Trimmen. Van snoeien hangt af van hoe weelderige oleander zal bloeien. Het wordt uitgevoerd na de bloei, waarbij de takken ongeveer de helft inkorten. Dit maakt het mogelijk om eenjarige scheuten te laten groeien, aan het einde waarvan bloemen worden gevormd. Bijgesneden twijgen kunnen worden gesneden en geplant, ze nemen goed wortel. Bloeiende oleanders onder bloemknoppen verschijnen vegetatieve scheuten. Ze moeten geplukt worden, omdat ze de ontwikkeling van de nieren belemmeren. Als de plant niet lang bloeit, spreekt hij van zwak snoeien, onvoldoende licht en gebrek aan voeding en vocht. Voor de transplantatie is de beste tijd tussen eind mei en begin juni. Voor jonge planten wordt het elk jaar uitgevoerd, voor volwassenen - om de 2-3 jaar. Voor een betere bloei moet oleander enigszins worden verminderd door aarden strooisel, omdat bij het opnieuw planten van oude wortels wordt ingekort. Transplantatie van een volwassen plant van grote omvang is moeilijk. In dit geval wordt een procedure gebruikt om de bovengrond te vervangen door nieuwe of overslag. Gesneden wortels moeten worden besprenkeld met gemalen houtskool. De grond die wordt gebruikt voor transplantatie is leemachtig, de zuurgraad is ongeveer 6. Soms wordt een mengsel van 1 deel blad, 2 delen grasmat gemalen en 1 deel turf, humus, zand, toevoeging van hoornkrullen gebruikt. Het wordt aanbevolen om goede drainage te maken.

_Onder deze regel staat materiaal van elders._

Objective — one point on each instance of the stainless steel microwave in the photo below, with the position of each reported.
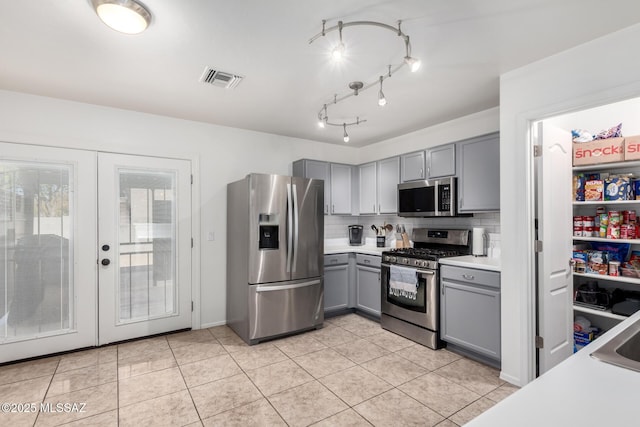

Deze kamerplanten worden vegetatief vermeerderd (door luchtlagen en stekken) en zelden door zaden.

Voorzorgsmaatregelen: Vergeet niet dat oleanderplanten giftig sap bevatten. Wees voorzichtig als u met ze werkt en gebruik handschoenen. Het wordt niet aanbevolen om oleander te starten als er kinderen in het huis zijn. Extreem giftige oleander voor pluimvee. Vergeet na het werken met de plant niet om je handen grondig te wassen met water en zeep. Het is niet aan te raden om een ​​lange tijd naast de bloeiende oleander te zitten en vooral om de nacht door te brengen in de kamer waar het bloeit. Giftig zijn niet alleen het groene deel van de plant, maar ook bloemen en fruit. Houd kinderen uit hun mond. Het gebruik van oleander leidt tot braken, maagklachten, buikpijn, hartritmestoornissen, duizeligheid, pupilverwijding en ademhalingsproblemen. Laat geen oleandersap op de wonden komen.

Moeilijkheden van zorg

Oleander - planten die, wanneer er een gebrek aan licht is, niet bloeien, en in de winter worden ze weggegooid met bladeren. Mager bloeien van volwassen oleanderstruiken is mogelijk door gebrek aan licht en voeding, gebrek aan trim en onvoldoende water. Lijdt aan een specifieke ziekte, de zogenaamde oleanderkanker.

Plagen: scutellum, chervetten, bladluizen, spintmijten.